Le narrateur d'Échapper a été tellement marqué par la lecture du livre de Lenz qu'il décide de partir sur les traces de l'écrivain allemand, et plus précisément sur celles des protagonistes de Deutschstunde. On le suit dans ses pérégrinations, ses recherches, ses réflexions sur le passé. Son mariage est parti en lambeaux, et il a décidé de ne plus jamais lier sa vie à celle de qui que ce soit. C'est compter sans les caprices du destin et les décisions qu'il prend parfois à notre place ! Il s'installe dans une maison, à Mogeltonder, et il va tomber amoureux d'une certaine Susanne. Tous deux vont vivre une belle et intense histoire d'amour, mais Susanne est mariée et le principe de réalité va vite se rappeler au bon souvenir des deux amants.

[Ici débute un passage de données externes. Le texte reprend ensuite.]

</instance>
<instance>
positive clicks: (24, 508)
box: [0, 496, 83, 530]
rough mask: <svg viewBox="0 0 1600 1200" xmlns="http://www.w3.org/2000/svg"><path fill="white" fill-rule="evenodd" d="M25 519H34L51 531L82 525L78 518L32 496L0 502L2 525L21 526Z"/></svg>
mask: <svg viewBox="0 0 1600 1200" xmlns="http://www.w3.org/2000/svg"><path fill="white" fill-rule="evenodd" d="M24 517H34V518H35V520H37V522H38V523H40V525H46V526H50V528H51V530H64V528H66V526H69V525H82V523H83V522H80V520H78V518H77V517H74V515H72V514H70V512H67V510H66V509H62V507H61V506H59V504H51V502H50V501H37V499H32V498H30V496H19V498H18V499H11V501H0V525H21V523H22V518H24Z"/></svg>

Quand, comme moi, on a été littéralement emporté par la lecture de Deutschstunde, on ne peut que se retrouver dans ces mots du narrateur d'Échapper : « C'est peu dire que La leçon d'allemand m'a transporté. Pendant des jours et des jours j'ai habité Rugbüll, tantôt chez le peintre, tantôt chez le policier, empruntant moi aussi la digue puis le chemin de brique pour aller de chez l'un à chez l'autre. Je respirais le vent d'ouest ». Le roman de Duroy mêle plusieurs histoires : celle du narrateur, celle du livre de Lenz et celle d'Emil Nolde (qui aurait inspiré à l'écrivain allemand le personnage de Max Ludwig Nansen). On apprend de nombreux détails de la vie de Nolde, on le voit se débattre avec sa conscience et aller jusqu'à se compromettre avec le régime nazi pour sauver quelques-unes de ses œuvres : « Porté par la nécessité de vivre, et peut-être aussi par la colère, il tente l'impossible pour récupérer ses toiles, passant outre les menaces et les insultes. Il écrit à Goebbels ainsi qu'au ministre de la Science et de l'Éducation, Bernhard Rust, il les supplie l'un et l'autre, puis il se rend à Vienne pour tenter d'obtenir la protection de Schirach (…) Il donne le sentiment de se prostituer pour récupérer son travail, et c'est bien ce qu'on lui reproche aujourd'hui ». Très subtilement, le roman de Duroy pose, déclinée différemment, la question que renfermait déjà, en filigrane, le roman de Lenz : qu'aurions-nous fait dans ces circonstances extrêmes ? Si nous voulons être tout à fait honnêtes, force est d'avouer que nous n'en savons rien...
Commentaires
" Vous me demandez ce que Susanne a de plus que vous, je vais vous le dire : Susanne est en paix avec les hommes, elle ne leur veut aucun mal, elle n'ambitionne pas de me posséder et de m'asservir, elle aime au contraire me savoir libre et vivant pour que je continue d'être heureux et de lui faire l'amour. Longtemps, longtemps. Vous comprenez, ou il faut encore que je vous explique ? "
Il y a là tout de même une aliénation à un instinct intellectualisé.